Yeni bir kitap yayımlandı mı, belirli eleştirmenlerin basmakalıp karşı çıkışlarıyla karşılaşan yalnızca ben değilim.
Belirli kalemlerin övgü dolu tümceleri arasında hep şunlara rastlarım:
- Bu yapıtın en büyük eksikliği tam anlamıyla roman dediğimiz şeye uymamasıdır.
Buna yine aynı kanıtla şöyle bir yanıt verilebilir:
- Eleştirisiyle onur duyduğum yazarın da büyük bir eksikliği var: eleştirmen değil…

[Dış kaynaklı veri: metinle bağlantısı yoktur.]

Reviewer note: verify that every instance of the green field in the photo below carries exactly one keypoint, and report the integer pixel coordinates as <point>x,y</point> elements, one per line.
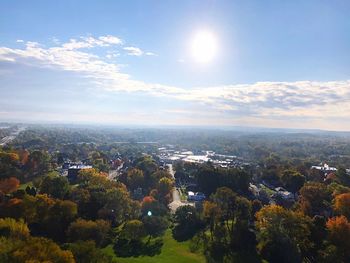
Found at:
<point>172,251</point>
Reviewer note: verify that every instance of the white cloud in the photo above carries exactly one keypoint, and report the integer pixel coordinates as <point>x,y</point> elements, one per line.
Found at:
<point>133,51</point>
<point>111,40</point>
<point>321,102</point>
<point>150,54</point>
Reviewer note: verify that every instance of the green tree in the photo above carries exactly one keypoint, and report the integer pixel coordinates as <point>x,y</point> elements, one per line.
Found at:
<point>55,186</point>
<point>283,235</point>
<point>187,223</point>
<point>133,230</point>
<point>155,226</point>
<point>89,230</point>
<point>86,251</point>
<point>293,180</point>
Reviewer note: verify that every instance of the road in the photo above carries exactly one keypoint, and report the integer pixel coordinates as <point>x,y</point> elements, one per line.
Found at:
<point>176,196</point>
<point>113,174</point>
<point>11,137</point>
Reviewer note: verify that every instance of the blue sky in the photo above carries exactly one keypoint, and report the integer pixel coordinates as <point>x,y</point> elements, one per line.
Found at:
<point>278,63</point>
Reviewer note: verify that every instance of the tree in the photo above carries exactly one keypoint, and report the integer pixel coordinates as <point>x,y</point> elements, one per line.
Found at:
<point>9,227</point>
<point>8,164</point>
<point>133,230</point>
<point>55,186</point>
<point>283,235</point>
<point>89,230</point>
<point>293,180</point>
<point>315,199</point>
<point>155,226</point>
<point>339,236</point>
<point>342,204</point>
<point>342,176</point>
<point>135,179</point>
<point>33,249</point>
<point>187,223</point>
<point>9,185</point>
<point>165,186</point>
<point>86,251</point>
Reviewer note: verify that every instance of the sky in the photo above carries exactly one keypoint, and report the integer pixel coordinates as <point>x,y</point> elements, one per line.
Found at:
<point>282,64</point>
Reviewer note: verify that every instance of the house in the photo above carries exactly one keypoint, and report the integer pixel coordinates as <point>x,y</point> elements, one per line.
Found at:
<point>74,170</point>
<point>325,168</point>
<point>197,197</point>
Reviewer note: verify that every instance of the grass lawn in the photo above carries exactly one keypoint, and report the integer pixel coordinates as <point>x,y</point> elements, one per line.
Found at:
<point>172,251</point>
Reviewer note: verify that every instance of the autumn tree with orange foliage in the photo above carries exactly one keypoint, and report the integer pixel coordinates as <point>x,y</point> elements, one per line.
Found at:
<point>283,235</point>
<point>9,185</point>
<point>342,204</point>
<point>339,238</point>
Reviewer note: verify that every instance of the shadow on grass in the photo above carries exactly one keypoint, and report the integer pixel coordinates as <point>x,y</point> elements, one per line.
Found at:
<point>136,248</point>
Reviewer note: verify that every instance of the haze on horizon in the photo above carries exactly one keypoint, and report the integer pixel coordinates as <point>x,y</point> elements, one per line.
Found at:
<point>273,64</point>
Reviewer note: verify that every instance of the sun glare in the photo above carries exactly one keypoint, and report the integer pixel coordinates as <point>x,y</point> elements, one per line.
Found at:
<point>204,46</point>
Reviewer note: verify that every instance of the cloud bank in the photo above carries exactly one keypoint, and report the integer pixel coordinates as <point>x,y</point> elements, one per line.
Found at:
<point>300,100</point>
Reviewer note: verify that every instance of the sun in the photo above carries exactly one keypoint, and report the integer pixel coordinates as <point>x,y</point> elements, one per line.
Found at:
<point>204,46</point>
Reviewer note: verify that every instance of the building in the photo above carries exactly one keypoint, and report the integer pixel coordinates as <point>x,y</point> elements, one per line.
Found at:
<point>74,170</point>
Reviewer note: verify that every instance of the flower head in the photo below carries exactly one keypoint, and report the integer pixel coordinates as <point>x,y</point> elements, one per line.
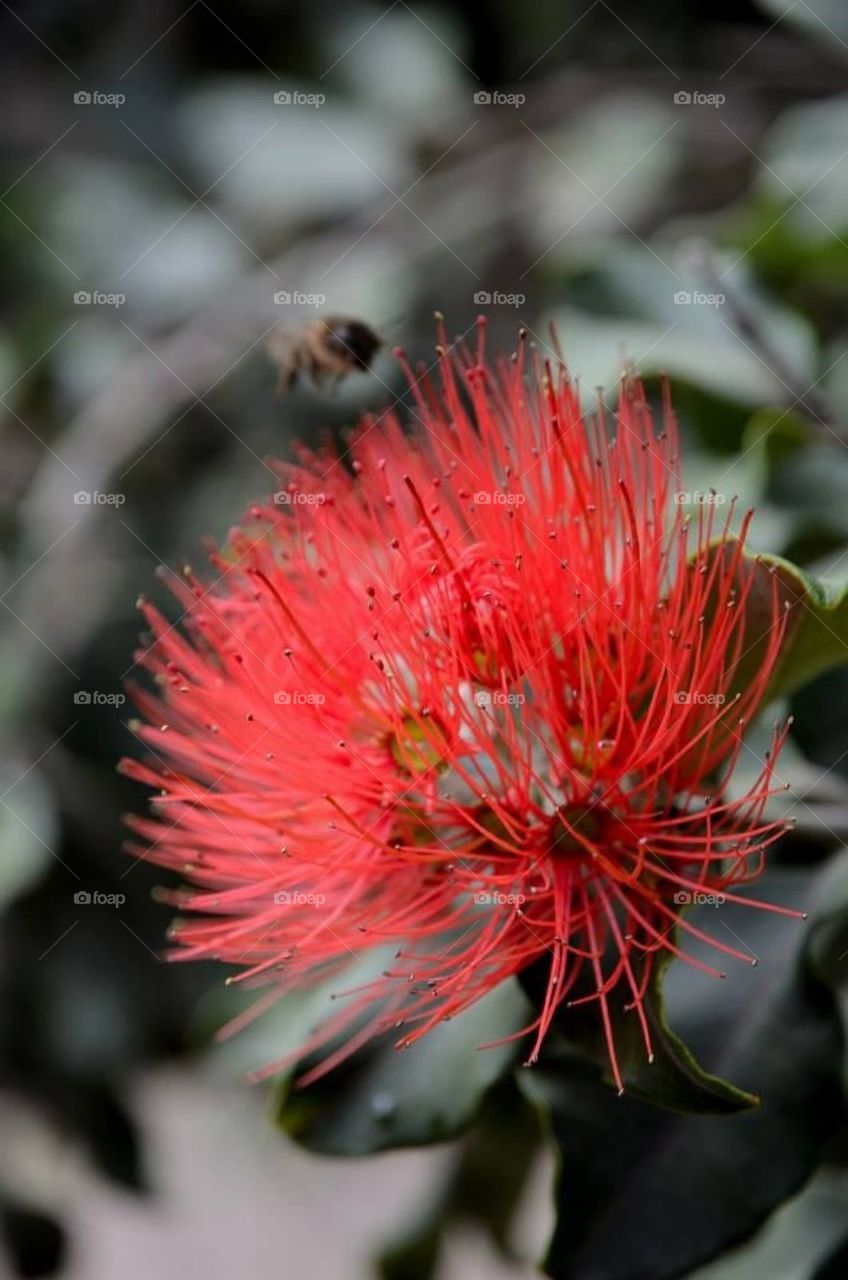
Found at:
<point>472,694</point>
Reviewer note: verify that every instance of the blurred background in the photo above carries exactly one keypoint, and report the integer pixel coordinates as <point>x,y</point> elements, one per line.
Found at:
<point>666,183</point>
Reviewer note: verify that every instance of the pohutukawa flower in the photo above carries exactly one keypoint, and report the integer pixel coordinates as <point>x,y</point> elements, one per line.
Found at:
<point>469,694</point>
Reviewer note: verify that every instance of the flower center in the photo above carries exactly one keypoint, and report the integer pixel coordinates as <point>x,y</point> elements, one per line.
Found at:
<point>575,828</point>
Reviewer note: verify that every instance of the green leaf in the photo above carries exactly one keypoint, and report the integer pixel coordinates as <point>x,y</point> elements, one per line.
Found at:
<point>27,833</point>
<point>646,1194</point>
<point>388,1097</point>
<point>484,1185</point>
<point>674,1079</point>
<point>816,636</point>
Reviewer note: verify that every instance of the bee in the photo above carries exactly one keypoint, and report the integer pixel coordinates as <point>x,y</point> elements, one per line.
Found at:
<point>329,347</point>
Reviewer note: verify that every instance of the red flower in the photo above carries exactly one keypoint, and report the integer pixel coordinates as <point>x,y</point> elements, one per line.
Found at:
<point>470,698</point>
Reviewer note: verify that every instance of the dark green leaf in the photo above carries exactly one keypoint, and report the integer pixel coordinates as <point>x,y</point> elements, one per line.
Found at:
<point>390,1097</point>
<point>644,1194</point>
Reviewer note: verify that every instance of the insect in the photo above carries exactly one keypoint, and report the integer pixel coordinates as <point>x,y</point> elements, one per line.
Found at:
<point>328,347</point>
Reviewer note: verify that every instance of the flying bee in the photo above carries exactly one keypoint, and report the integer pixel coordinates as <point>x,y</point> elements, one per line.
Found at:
<point>329,347</point>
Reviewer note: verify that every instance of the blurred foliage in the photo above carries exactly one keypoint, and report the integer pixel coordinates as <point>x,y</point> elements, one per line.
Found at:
<point>605,205</point>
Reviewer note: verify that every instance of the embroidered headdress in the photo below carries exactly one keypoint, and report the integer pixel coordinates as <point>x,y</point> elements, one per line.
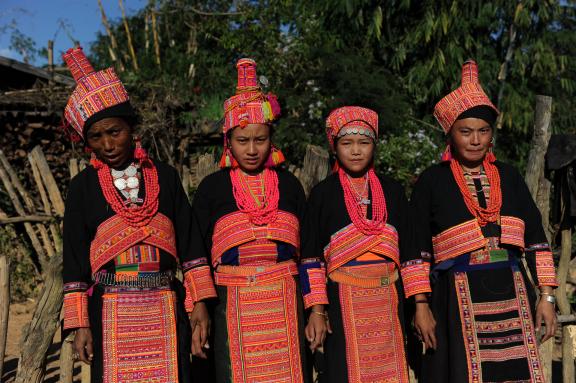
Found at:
<point>97,95</point>
<point>468,96</point>
<point>351,120</point>
<point>249,106</point>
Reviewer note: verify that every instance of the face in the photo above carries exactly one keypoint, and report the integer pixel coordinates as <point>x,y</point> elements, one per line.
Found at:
<point>250,146</point>
<point>111,140</point>
<point>355,153</point>
<point>470,138</point>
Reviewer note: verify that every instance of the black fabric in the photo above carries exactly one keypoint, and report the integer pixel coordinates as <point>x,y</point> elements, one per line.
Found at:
<point>123,110</point>
<point>214,199</point>
<point>483,112</point>
<point>438,205</point>
<point>326,214</point>
<point>86,209</point>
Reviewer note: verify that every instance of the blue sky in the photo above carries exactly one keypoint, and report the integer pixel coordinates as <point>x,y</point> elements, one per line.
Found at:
<point>40,20</point>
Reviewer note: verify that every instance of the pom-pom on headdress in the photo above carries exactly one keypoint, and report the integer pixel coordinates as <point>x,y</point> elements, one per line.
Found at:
<point>467,96</point>
<point>249,106</point>
<point>97,95</point>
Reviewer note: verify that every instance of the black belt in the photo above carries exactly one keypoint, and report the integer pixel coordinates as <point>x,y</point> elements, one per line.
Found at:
<point>152,280</point>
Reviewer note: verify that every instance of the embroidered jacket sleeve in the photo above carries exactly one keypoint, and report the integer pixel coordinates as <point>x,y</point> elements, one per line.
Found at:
<point>421,207</point>
<point>414,270</point>
<point>197,274</point>
<point>76,259</point>
<point>537,250</point>
<point>312,270</point>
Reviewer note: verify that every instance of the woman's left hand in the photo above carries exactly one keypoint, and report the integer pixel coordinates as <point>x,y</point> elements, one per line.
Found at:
<point>200,322</point>
<point>545,311</point>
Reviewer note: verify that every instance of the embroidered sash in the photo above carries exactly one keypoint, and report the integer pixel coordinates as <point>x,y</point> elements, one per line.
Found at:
<point>349,243</point>
<point>236,229</point>
<point>114,236</point>
<point>467,237</point>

Peki, öyleyse eleştirmenin başlıca nitelikleri neler olmalı?
Yan tutmadan, peşin düşüncelere saplanmadan, okul düşüncelerine takılmadan, hiçbir sanat öbeğine bağlanmadan en karşıt eğilimleri, en karşıt yaratılışları anlamalı, birbirinden ayırmalı, anlatmalı ve her tür sanat incelemesini de kabul edebilmelidir.
İmdi eleştirmen Manon Lescaut, Paul et Virginie, Don Quichotte, Les Liaisons Dangereuses, Werther, Les Affinités Électives, Clarisse Harlowe, Emile, Candide, Cinq-Mars, René, Les Trois Mousquetaires, Mauprat, Le Père Goriot, La Cousine Bette, Colomba, Le Rouge et Le Noir, Mademoiselle de Maupin, Notre-Dame de Paris, Salammbô, Madame Bovary, Adolphe, M. de Camors, L'Assommoir, Sapho vb.den sonra: “Filan romandır, filan roman değildir” diye yazmaya kalkışırsa uzman kişilere yakışmayacak bir şey söylemiş olur.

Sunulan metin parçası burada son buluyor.